It is reasonable to ask whether the Formotion BCS model, in its present form, can simulate all of the data which previous versions of the model have already simulated with a single set of parameters. Such a re-simulation would be an enormous undertaking, which is perhaps best carried out only after the model achieves it final form. One can, however, assert with some confidence that the model can simulate all of these data, for the following reasons. The formotion inputs to the Motion BCS via V2-to-MT connections do not change the mechanisms and parameters with which the Motion BCS responds to motion data via its direct V1-to-MT pathway. This addition does not, therefore, impair the simulations that used the Motion BCS alone.

The Motion BCS, in turn, has been developed in an evolutionary way, such that previous mechanisms are preserved while new mechanisms are added. For example, Grossberg and Rudd (1989, 1992) emphasized the short-range and long-range filters to explain data about long-range apparent motion. Chey, Grossberg, and Mingolla (1997, 1998) refined the transient cell filter that feeds the short-range and long-range filters, but did not disrupt the key properties of these filters that explained the data targeted by Grossberg and Rudd, but also showed how these filters play an important role in amplifying feature tracking signals. Likewise, the Baloch et al. (1999) addition of OFF cells to the transient cell filter did not destroy its earlier properties. Taken together, this family of Motion BCS and Formotion BCS models explains an unrivaled set of neural and psychophysical data about motion perception. Additional neurophysiological data that support the model and comparisons with alternative motion models are summarized below.

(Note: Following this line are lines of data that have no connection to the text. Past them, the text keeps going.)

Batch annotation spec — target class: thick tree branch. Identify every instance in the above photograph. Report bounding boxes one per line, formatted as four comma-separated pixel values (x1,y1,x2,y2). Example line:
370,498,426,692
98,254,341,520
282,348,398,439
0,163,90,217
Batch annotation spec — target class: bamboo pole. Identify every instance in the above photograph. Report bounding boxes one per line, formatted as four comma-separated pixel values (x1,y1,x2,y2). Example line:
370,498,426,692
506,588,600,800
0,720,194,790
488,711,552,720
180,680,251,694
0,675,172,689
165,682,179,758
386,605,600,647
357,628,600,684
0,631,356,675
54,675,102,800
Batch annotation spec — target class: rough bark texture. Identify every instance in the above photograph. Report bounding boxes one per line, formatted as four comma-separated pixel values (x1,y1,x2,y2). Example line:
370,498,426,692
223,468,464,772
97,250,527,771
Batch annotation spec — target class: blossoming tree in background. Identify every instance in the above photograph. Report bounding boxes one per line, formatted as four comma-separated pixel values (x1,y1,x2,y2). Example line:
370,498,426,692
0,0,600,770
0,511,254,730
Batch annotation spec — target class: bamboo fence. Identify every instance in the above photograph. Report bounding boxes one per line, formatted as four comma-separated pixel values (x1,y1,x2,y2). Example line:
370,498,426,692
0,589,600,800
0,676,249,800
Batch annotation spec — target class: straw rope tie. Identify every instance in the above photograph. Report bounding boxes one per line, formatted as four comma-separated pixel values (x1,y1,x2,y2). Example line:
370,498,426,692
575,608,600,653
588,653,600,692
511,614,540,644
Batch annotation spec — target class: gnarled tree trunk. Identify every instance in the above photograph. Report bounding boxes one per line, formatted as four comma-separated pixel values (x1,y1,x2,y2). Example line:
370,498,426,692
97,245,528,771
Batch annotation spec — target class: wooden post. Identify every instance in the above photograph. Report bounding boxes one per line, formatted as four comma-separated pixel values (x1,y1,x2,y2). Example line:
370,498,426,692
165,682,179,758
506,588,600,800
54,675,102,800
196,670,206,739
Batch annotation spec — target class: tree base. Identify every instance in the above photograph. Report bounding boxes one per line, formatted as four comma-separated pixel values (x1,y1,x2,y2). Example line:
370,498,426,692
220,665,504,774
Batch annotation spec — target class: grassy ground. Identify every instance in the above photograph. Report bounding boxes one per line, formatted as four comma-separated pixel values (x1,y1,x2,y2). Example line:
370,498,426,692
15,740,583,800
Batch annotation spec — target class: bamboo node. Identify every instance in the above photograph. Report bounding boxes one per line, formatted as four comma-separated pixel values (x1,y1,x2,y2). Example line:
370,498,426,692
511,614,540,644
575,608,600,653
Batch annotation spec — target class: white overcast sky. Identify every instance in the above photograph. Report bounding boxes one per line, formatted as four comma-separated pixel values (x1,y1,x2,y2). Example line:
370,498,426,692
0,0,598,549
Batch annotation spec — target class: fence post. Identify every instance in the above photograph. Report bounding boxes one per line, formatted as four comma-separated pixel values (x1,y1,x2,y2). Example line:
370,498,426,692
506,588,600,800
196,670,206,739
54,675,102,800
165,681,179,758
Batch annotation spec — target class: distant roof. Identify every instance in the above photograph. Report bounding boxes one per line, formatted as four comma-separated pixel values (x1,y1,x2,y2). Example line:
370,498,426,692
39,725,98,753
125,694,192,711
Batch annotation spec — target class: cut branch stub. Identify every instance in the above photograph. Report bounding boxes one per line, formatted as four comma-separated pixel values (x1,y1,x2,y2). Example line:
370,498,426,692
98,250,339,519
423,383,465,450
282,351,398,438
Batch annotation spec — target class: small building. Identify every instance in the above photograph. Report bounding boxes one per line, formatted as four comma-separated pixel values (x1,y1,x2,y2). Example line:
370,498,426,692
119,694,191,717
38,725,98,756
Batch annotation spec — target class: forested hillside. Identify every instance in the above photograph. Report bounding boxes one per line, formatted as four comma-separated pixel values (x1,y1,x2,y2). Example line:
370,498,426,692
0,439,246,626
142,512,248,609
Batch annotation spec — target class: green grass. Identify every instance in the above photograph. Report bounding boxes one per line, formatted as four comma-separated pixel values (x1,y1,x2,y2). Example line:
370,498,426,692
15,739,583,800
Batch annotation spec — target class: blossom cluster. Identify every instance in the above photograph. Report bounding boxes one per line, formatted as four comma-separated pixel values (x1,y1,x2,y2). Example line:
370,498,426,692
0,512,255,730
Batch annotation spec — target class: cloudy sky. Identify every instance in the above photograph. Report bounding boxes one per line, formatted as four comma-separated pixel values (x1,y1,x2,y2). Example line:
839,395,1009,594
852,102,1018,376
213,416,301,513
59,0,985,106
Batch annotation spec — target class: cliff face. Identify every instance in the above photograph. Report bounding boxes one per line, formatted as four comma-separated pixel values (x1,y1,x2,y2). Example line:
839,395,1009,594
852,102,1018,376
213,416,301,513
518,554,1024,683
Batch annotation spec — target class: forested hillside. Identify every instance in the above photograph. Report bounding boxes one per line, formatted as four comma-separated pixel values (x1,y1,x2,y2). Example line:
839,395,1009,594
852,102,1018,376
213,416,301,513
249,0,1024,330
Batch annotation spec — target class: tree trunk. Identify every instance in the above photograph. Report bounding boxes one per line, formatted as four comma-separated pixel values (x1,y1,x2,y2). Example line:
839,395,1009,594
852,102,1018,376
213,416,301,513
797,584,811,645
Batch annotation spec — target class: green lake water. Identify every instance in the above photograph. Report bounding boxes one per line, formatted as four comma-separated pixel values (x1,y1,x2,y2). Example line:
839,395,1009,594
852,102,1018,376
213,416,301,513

Neurophysiological evidence

Level 2: Transient Cells

Directionally sensitive cells, similar to those in Level 2 of the model, have been found both in the retina of rabbit (Barlow, Hill, and Levick, 1964) and in simple and complex cells in V1 (Hubel and Wiesel, 1968), as well as in later stages in the visual processing stream. Barlow and Levick (1965) first suggested that directional sensitivity in ganglion cells of the rabbit retina is mainly a result of the lateral spread of inhibition in an asymmetric fashion, so that it blocks excitation which subsequently arrives on one side of it, but not on the other. This forward inhibition has a certain rise time and decay and serves to veto cell responses to the null direction. This approach argues against the Reichardt (1961) hypothesis that directional selectivity is achieved by the cross-correlation of a signal with delayed excitation from one side.

The Barlow and Levick (1965) proposal has received considerable support. Pharmacological studies of the retinae and primary visual areas of rabbits, cats and monkeys (Ariel and Daw, 1982; Sato, Katsuyama, Tamura, Hata, and Tsumoto, 1995; Sillito, 1975, 1977; Wyatt and Daw, 1976) conclude that antagonists to the inhibitory neurotransmitter gamma-aminobutyric acid (GABA) abolish or greatly reduce directional selectivity. Ariel and Daw (1982) observed that a potentiator of the excitatory neurotransmitter acetylcholine (ACh) leads to excitation which overcomes or outlasts the null direction GABA inhibition. The spatial extent of GABA inhibition is asymmetric to and larger than the spatial extent of ACh excitation.

Other physiological studies (Emerson, Citron, Vaughn, and Klein, 1987; Emerson and Coleman, 1981; Emerson and Gerstein, 1977; Ganz, 1984; Ganz and Felder, 1984) compared responses to single static flashes at various receptive field locations in either the preferred or the null direction with responses to sequence pairs of static flashes at those same locations. They found that the response to a single bar was smaller when it was preceded by a stimulus from the null side. Hammond and Kim (1994) and Innocenti and Fiore (1974) mapped excitatory and suppressive receptive fields and found that their profiles were spatially offset, especially along the preferred direction such that, for stimuli moving in the non-preferred direction, the inhibition lay ahead of the excitation. Ganz and Felder (1984), Goodwin, Henry, and Bishop (1975a, 1975b) and Heggelund (1984) argued against Hubel and Wiesel's (1959, 1962) hypothesis that directional selectivity can be explained on the basis of a linear combination of responses from adjacent ON and OFF regions of the neuron. Several of these neurophysiological studies (Barlow and Levick, 1965; Emerson, Citron, Vaughn, and Klein, 1987; Emerson and Gerstein, 1977; Ganz, 1984; Ganz and Felder, 1984) agree about the existence of direction-selective subunits distributed across the receptive field and contributing their inputs to a directionally selective neuron.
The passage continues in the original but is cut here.